Carotid body tumors and the outcomes

A Systematic Review and Meta-Analysis of the Presentation and Surgical Management of Patients With Carotid Body Tumours.




The Leicester Vascular Institute, Glenfield Hospital, Leicester UK
Objectives

The aim was to determine the mode of presentation and 30 day procedural risks in 4418 patients with 4743 carotid body tumours (CBTs) undergoing surgical excision.

Methods

This is a systematic review and meta-analysis of 104 observational studies.

Results

Overall, 4418 patients with 4743 CBTs were identified. The mean age was 47 years, with the majority being female (65%). The commonest presentation was a neck mass (75%), of which 85% were painless. Dysphagia, cranial nerve injury (CNI), and headache were present in 3%, while virtually no one presented with a transient ischaemic attack (0.26%) or stroke (0.09%). The majority (97%) underwent excision, but only 21% underwent pre-operative embolisation. Overall, 27% were Shamblin I CBTs; 44% were Shamblin II; and 29% were Shamblin III. The mean 30 day mortality was 2.29% (95% CI 1.79–2.93).

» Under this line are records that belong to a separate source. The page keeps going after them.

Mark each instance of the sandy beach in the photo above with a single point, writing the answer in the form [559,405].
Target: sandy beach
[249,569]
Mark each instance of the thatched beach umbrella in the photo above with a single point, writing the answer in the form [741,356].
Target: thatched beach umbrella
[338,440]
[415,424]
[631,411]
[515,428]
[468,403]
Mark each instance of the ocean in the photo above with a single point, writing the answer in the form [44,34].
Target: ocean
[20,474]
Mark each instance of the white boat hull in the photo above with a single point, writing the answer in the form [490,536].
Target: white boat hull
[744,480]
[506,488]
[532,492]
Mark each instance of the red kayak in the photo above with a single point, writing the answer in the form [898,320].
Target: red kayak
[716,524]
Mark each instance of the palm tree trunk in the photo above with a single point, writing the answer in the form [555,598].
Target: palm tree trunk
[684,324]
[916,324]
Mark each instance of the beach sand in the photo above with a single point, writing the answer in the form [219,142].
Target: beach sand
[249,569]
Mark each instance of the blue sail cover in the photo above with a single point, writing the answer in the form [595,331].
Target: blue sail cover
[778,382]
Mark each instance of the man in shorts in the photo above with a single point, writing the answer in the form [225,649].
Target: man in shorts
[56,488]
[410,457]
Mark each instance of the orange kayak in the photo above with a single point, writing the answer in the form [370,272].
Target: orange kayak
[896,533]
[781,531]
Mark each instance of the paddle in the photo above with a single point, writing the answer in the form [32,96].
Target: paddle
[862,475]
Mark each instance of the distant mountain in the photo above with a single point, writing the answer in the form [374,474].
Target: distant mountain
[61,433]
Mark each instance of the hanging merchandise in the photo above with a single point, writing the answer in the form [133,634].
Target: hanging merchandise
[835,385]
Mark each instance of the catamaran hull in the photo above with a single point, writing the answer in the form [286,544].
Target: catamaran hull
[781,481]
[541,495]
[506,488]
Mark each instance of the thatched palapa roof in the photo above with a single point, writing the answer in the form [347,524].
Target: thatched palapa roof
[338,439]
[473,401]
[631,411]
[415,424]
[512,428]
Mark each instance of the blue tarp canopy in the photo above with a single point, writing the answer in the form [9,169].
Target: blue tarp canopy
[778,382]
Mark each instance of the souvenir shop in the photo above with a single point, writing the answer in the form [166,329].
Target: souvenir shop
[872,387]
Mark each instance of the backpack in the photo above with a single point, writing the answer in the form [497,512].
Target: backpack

The mean 30 day stroke rate was 3.53% (95% CI 2.91–4.29), while the mean 30 day CNI rate was 25.4% (95% CI 24.5–31.22). The prevalence of persisting CNI at 30 days was 11.15% (95% CI 8.42–14.64). Twelve series (544 patients) correlated 30 day stroke with Shamblin status. Shamblin I CBTs were associated with a 1.89% stroke rate (95% CI 0.92–3.82), increasing to 2.71% (95% CI 1.43–5.07) for Shamblin II CBTs and 3.99% (95% CI 2.34–6.74) for Shamblin III tumours. Twenty-six series (1075 patients) correlated CNI rates with Shamblin status: 3.76% (95% CI 2.62–5.35) for Shamblin I CBTs, 14.14% (95% CI 11.94–16.68) for Shamblin II, and 17.10% (95% CI 14.82–19.65) for Shamblin III tumours. The prevalence of neck haematoma requiring re-exploration was 5.24% (95% CI 3.45–7.91). The proportion of patients with a neck haematoma requiring re-exploration was not reduced by pre-operative embolisation (5.92%; 95% CI 2.56–13.08) vs. no embolisation (5.82%; 95% CI 2.76–11.88). Pre-operative embolisation did not reduce drainage losses (639 mL vs. 653 mL).

Conclusions

This is the largest meta-analysis of outcomes after CBT excision. Procedural risks associated with tumour excision were considerable, especially with Shamblin III tumours where 4% suffered a peri-operative stroke and 17% suffered a CNI.